German Grand Prix 2018
In the land of the black-forests, it seems Ferrari is determined to paint the town red.
Imagine handing out a job-offer to a bright candidate only to clinch it from his hand to give it to another within a second of the offer being made?
That explains what Hockenheimring did to Valtteri Bottas, who clinched pole for barely a few seconds before Ferrari’s Sebastian Vettel outdid the Mercedes driver’s stellar effort.
In doing so, Vettel ensured it would be a German’s superiority at the German Grand Prix.
Though Vettel clinched his 55th career-pole, Sebastian’s job is only half-done.
In registering a record-smashing lap-time at 1:11:212, Vettel put his Ferrari on top to claim pole for Sunday’s German Grand Prix, the penultimate race before the caravan stops for the mid-season break.
He’d be followed by Valtteri Bottas, sandwiching the two Ferrari’s, trailing local-hero by only two-tenths of a second, ahead of Ferrari’s Kimi Raikkonen.
But prior to the start of Saturday’s qualifying, there was but one question on everyone’s mind.
Would Prancing Horse flags be seen everywhere in the grandstands at Hockenheimring amid a realistic possibility that this might be the last race at a legendary track, that first opened in 1932?
But given Vettel’s imperious form in Q3, demonstrating superiority on those ultrasofts, the chosen compound for most on Sunday, there’s little doubt as to what lies ahead.
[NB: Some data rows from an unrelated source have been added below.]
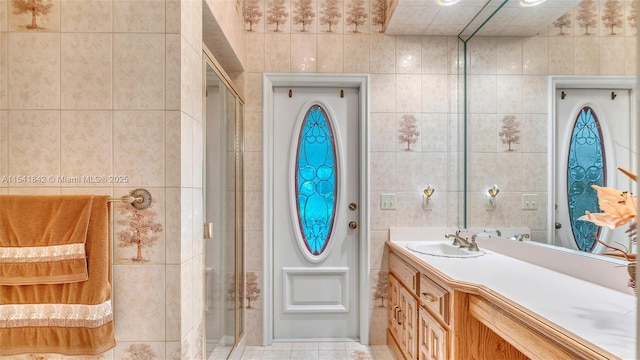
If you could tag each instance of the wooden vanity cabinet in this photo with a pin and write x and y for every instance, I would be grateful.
(416, 332)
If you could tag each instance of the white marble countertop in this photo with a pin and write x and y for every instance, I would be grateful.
(597, 314)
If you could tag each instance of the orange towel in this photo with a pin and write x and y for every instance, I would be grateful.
(71, 318)
(42, 239)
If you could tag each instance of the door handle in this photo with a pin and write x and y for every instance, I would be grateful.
(208, 231)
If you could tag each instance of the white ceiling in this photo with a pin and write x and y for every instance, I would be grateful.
(427, 17)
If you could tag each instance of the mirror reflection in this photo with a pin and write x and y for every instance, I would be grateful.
(522, 136)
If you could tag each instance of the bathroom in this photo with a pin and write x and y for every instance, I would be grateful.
(115, 88)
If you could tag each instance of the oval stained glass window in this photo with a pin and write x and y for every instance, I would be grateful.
(586, 167)
(315, 182)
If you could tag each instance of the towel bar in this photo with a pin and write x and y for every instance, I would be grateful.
(139, 199)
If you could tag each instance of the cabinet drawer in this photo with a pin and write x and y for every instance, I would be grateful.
(406, 273)
(435, 298)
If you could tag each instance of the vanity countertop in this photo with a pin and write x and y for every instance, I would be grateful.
(597, 314)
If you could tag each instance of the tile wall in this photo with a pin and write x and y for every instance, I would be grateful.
(114, 88)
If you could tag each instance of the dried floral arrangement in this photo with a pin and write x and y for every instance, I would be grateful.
(618, 208)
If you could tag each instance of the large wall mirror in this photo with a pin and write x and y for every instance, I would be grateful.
(224, 212)
(525, 127)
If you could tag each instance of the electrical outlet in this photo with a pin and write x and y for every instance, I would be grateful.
(529, 201)
(387, 201)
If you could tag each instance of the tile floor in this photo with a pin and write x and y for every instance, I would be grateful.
(318, 351)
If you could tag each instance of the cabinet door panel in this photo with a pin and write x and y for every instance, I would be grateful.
(433, 338)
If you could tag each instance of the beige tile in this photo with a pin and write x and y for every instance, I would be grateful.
(87, 16)
(381, 125)
(139, 71)
(254, 57)
(383, 94)
(139, 147)
(3, 70)
(187, 319)
(48, 20)
(139, 16)
(186, 150)
(173, 225)
(198, 154)
(172, 16)
(304, 52)
(612, 55)
(4, 19)
(409, 54)
(253, 210)
(173, 72)
(356, 53)
(383, 171)
(434, 171)
(134, 350)
(362, 25)
(435, 97)
(139, 297)
(34, 79)
(482, 90)
(172, 139)
(139, 235)
(408, 93)
(379, 251)
(198, 220)
(86, 147)
(191, 81)
(86, 67)
(383, 54)
(435, 55)
(34, 145)
(532, 87)
(631, 55)
(330, 53)
(509, 50)
(483, 57)
(561, 55)
(409, 208)
(536, 55)
(309, 25)
(586, 56)
(252, 132)
(434, 132)
(4, 149)
(409, 170)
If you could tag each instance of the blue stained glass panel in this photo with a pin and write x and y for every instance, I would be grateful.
(586, 167)
(316, 174)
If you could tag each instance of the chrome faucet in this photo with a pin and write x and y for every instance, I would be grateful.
(457, 239)
(462, 242)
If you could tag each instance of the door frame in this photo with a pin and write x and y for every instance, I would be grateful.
(579, 82)
(269, 82)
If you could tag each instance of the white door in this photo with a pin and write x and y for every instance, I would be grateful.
(315, 213)
(603, 122)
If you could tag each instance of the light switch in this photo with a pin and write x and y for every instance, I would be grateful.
(529, 201)
(387, 201)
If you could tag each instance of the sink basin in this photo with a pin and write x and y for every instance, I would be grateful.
(442, 248)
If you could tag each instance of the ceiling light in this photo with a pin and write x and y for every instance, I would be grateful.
(447, 2)
(527, 3)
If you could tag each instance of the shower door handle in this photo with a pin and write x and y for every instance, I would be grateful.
(208, 231)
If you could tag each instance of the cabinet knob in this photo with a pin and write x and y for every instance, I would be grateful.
(429, 297)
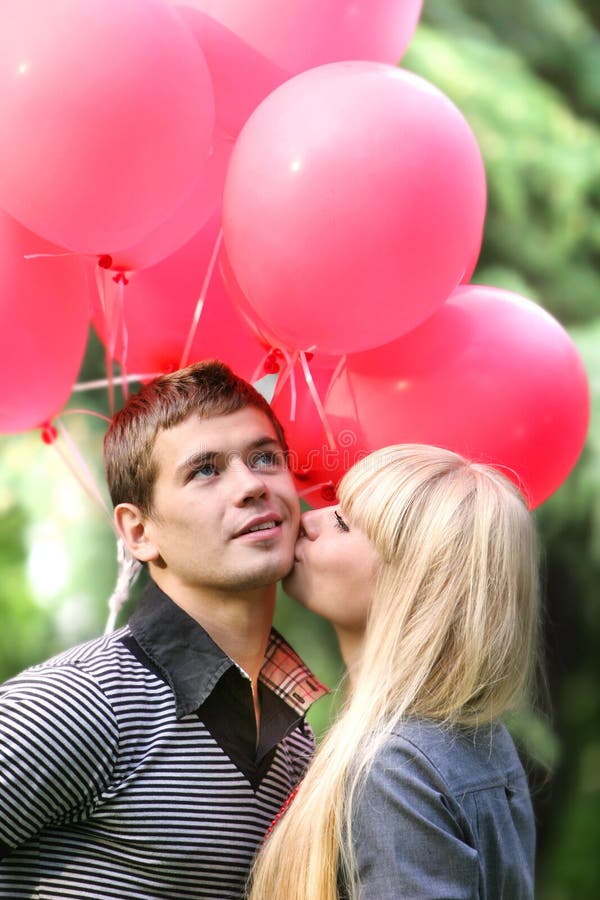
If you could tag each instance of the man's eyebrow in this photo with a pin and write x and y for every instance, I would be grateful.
(201, 457)
(265, 441)
(195, 460)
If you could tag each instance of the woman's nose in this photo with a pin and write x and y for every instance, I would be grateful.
(309, 524)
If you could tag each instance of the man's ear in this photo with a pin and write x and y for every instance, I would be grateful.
(132, 525)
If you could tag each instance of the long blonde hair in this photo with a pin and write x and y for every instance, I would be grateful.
(452, 636)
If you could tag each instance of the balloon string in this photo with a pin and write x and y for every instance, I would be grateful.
(200, 304)
(47, 255)
(110, 337)
(103, 382)
(288, 372)
(259, 371)
(317, 401)
(121, 282)
(338, 369)
(78, 467)
(88, 412)
(128, 568)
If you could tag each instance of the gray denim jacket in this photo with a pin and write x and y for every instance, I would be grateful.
(445, 814)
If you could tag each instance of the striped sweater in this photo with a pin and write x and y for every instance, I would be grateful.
(130, 767)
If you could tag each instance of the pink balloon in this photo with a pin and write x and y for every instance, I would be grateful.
(316, 466)
(44, 320)
(301, 34)
(353, 203)
(189, 217)
(241, 76)
(490, 375)
(107, 118)
(158, 309)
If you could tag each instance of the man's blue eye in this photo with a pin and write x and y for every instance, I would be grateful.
(206, 470)
(266, 459)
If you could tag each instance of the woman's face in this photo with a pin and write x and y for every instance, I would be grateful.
(335, 567)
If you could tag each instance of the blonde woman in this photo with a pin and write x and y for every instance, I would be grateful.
(428, 571)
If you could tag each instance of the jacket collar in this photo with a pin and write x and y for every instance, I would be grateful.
(188, 659)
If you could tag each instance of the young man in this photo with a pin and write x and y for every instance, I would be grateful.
(149, 763)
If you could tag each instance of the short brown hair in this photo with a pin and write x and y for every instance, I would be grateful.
(207, 388)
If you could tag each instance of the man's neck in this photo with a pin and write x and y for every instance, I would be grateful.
(238, 622)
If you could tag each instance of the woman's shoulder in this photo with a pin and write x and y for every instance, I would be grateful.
(463, 759)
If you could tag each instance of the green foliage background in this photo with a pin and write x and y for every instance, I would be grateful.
(526, 74)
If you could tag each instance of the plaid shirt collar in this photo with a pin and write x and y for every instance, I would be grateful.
(187, 658)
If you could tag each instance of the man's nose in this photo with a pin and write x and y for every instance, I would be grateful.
(248, 483)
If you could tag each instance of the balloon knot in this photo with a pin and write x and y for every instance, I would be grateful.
(273, 362)
(49, 433)
(328, 492)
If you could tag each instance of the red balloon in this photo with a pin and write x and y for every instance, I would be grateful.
(353, 205)
(491, 375)
(158, 310)
(107, 118)
(188, 218)
(44, 321)
(241, 76)
(301, 34)
(316, 466)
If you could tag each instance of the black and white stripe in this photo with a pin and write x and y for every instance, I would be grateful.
(105, 793)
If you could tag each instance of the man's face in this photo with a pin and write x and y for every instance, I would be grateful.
(225, 512)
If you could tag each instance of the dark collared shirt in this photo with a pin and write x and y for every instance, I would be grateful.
(130, 767)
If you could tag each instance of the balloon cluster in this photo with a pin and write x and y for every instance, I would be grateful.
(258, 181)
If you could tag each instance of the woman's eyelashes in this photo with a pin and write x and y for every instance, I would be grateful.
(339, 522)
But that told, there was heartbreak for Mercedes’ Lewis Hamilton.
After suffering a hydraulic failure mid-way into the qualifying run, Hamilton who aced the German Grand Prix when it was last held in 2016, had to bear with heartbreak.
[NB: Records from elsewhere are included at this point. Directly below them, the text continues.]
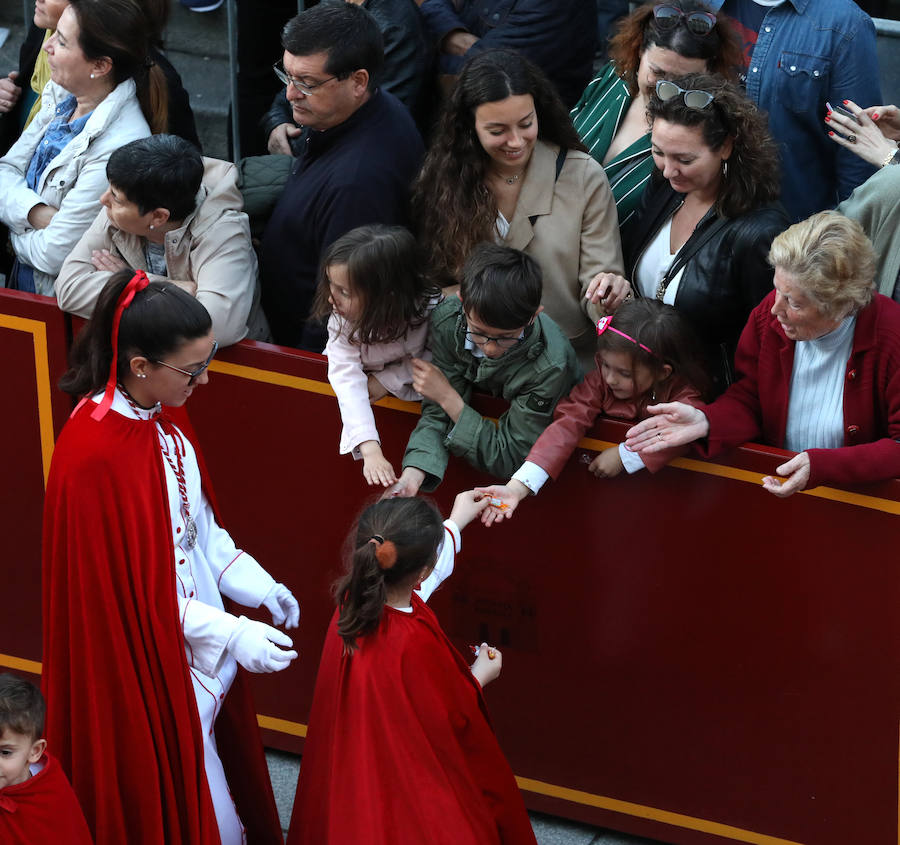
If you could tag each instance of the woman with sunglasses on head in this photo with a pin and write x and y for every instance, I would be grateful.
(700, 237)
(657, 41)
(139, 651)
(507, 166)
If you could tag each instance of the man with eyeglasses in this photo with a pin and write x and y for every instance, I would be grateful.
(494, 340)
(362, 153)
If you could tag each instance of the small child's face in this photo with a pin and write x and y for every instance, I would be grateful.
(343, 299)
(493, 342)
(625, 378)
(17, 753)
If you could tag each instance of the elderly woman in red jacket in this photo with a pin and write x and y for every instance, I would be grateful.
(818, 365)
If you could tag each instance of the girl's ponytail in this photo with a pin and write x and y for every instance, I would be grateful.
(395, 539)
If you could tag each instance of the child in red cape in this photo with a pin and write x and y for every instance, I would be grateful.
(400, 748)
(37, 804)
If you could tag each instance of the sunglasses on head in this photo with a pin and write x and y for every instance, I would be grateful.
(668, 17)
(694, 98)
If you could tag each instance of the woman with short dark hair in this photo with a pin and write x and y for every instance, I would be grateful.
(177, 216)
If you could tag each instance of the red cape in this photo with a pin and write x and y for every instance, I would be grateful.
(43, 810)
(122, 716)
(400, 749)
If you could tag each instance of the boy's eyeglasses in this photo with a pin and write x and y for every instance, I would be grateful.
(304, 88)
(694, 98)
(192, 375)
(668, 17)
(480, 339)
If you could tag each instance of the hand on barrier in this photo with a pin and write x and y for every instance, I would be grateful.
(255, 646)
(487, 665)
(285, 610)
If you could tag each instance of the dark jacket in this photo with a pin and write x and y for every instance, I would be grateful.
(727, 277)
(407, 64)
(355, 173)
(559, 36)
(181, 118)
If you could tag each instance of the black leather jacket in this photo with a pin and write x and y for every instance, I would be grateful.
(724, 280)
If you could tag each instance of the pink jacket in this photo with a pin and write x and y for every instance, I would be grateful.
(575, 414)
(349, 366)
(757, 403)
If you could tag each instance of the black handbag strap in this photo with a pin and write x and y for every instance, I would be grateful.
(560, 161)
(686, 253)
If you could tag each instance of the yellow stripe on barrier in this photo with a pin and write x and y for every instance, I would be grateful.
(652, 813)
(20, 664)
(281, 725)
(38, 332)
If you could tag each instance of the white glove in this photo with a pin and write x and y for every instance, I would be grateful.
(280, 602)
(255, 646)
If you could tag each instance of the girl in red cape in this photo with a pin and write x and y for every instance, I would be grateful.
(400, 748)
(147, 710)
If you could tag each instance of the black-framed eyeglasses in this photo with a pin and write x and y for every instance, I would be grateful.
(669, 16)
(480, 339)
(192, 375)
(694, 98)
(305, 88)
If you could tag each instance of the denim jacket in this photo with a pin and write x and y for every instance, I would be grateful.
(809, 53)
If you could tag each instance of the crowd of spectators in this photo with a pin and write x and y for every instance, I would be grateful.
(701, 240)
(707, 132)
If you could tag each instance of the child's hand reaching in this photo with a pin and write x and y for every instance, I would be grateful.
(487, 665)
(377, 468)
(608, 464)
(508, 495)
(466, 507)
Taking full advantage of his rival’s mechanical malfunction, Sebastian Vettel drove aggressively, setting faster middle and final sectors to demonstrate Ferrari’s true capability for Sunday.
As Max Verstappen starts his German Grand Prix challenge on fourth, six-tenths of a second behind Raikkonen on a track where he was on the podium in 2016- Kevin Magnussen put his Haas on a brilliant fifth, his best qualifying result thus far.
He’d be followed by teammate Grosjean, the first time that Haas have secured a P5-P6 run in 2018. The French driver would be followed by the two Renault’s of Hulkenberg and Carlos Sainz Jr. for seventh and eighth respectively, with Charles Leclerc and Peres running in ninth and tenth, respectively.
But it wasn’t that only Hamilton suffered from the grave misfortune.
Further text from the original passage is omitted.